The project is part of a wide-ranging review aimed at modernising the force. Other areas that are currently being investigated are ways in which Norfolk can share resources with other local authorities and how technology can be put to better use.

One possibility is equipping officers with laptops so they can spend more time out on the road rather than inside stations.

Nationally the cost of police paperwork rose to more than £600m last year, far outstripping the combined amount spent on tackling robberies and burglaries .

The money funds officers and civilian staff completing forms, writing letters and sending memos. It also pays for supervisors to ensure that paperwork has been completed correctly.

Norfolk's annual £130m policing budget is under increasing pressure with ministers warning earlier this year that a decade's worth of “unprecedented investment” had reached an end.
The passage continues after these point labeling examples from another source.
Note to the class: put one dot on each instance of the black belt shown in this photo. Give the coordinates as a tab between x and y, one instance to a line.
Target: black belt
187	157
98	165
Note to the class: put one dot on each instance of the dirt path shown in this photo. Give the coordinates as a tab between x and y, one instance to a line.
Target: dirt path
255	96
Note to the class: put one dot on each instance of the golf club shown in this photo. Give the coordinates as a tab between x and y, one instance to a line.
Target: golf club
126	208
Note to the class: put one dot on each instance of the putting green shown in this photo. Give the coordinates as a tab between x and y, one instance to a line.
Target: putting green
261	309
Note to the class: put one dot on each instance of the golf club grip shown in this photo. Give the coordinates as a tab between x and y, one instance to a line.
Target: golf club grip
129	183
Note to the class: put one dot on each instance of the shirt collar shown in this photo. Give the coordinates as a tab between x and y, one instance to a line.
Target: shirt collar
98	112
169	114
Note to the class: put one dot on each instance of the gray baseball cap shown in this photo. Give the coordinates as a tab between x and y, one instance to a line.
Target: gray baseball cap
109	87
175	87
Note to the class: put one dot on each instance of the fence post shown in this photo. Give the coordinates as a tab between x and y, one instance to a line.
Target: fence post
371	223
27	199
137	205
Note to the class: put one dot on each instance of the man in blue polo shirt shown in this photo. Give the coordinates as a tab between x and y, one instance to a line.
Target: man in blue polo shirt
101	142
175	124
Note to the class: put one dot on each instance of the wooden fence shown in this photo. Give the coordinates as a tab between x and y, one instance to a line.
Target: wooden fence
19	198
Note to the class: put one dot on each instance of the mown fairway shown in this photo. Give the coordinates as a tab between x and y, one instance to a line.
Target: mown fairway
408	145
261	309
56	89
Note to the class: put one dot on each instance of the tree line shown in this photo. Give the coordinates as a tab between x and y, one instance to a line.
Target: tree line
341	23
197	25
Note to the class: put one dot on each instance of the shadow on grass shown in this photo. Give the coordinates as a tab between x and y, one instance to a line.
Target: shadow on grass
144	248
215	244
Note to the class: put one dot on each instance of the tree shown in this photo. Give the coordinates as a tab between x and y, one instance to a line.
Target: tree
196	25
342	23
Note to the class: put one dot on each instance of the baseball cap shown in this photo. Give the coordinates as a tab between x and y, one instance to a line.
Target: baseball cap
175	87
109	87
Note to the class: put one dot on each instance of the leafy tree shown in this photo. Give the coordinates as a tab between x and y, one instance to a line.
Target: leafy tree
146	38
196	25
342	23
Bosses have already increased council tax beyond the government's acceptable level and accept they must make better use of the resources already at their disposal.
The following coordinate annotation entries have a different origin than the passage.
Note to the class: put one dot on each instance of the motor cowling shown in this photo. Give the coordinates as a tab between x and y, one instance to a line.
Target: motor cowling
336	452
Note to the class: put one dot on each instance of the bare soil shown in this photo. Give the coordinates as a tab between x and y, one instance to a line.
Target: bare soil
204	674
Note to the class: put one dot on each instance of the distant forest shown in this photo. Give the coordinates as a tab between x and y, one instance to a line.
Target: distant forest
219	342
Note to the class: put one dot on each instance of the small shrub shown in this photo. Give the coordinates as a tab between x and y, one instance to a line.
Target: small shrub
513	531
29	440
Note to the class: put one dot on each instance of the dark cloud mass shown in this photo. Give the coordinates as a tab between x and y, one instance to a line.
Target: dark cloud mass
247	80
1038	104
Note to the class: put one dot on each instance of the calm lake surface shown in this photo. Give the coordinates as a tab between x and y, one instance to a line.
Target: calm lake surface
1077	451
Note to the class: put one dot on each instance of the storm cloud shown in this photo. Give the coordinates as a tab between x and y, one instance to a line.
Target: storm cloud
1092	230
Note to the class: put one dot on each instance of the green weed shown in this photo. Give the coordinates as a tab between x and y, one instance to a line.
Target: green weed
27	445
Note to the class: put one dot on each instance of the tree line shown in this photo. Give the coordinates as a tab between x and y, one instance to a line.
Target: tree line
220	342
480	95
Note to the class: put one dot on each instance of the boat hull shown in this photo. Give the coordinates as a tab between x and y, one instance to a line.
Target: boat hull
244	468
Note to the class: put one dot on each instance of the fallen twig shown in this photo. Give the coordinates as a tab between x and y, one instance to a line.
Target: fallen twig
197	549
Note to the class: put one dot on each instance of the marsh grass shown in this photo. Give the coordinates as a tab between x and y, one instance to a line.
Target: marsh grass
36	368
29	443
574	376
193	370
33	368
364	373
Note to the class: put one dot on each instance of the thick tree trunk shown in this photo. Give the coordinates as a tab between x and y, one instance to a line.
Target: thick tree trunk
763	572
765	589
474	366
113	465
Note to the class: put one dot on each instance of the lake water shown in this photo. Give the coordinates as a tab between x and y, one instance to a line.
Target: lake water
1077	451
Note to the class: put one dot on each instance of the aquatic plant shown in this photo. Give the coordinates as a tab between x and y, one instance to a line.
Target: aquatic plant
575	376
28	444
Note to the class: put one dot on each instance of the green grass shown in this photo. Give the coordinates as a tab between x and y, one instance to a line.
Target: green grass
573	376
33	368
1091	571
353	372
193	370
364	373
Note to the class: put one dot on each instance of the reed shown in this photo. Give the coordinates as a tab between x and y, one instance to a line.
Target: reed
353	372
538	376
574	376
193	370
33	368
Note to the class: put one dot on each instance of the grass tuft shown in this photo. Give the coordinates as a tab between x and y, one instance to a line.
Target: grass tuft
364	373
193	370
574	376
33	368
Although not primarily a cost-cutting measure, the police federation said the review could ultimately save money as officers are forced to work overtime to complete paperwork before ending their shifts.

David Benfield, federation secretary, said that on top of filling out unused forms, there are many other unreasonable requirements such as copying out an individuals name and address repeatedly on the same form.

An arrest for even the most straightforward of crimes can lead to almost half-a-day's worth of form-filling and it currently takes several hours simply to obtain the paperwork required to carry out observation work.

“I would support anything that this organisation can do to reduce bureaucracy and am pleased that the chief and his senior officers see that it is a problem,” said Mr Benfield.

“But until the government makes a concerted effort to get to grips with this the force's hands will, to some extent, remain tied.

“Inroads have been made in Norfolk - mainly by employing civilian staff - but more needs to be done. This is something we were saying a decade ago when I was on the frontline and it has got progressively worse.”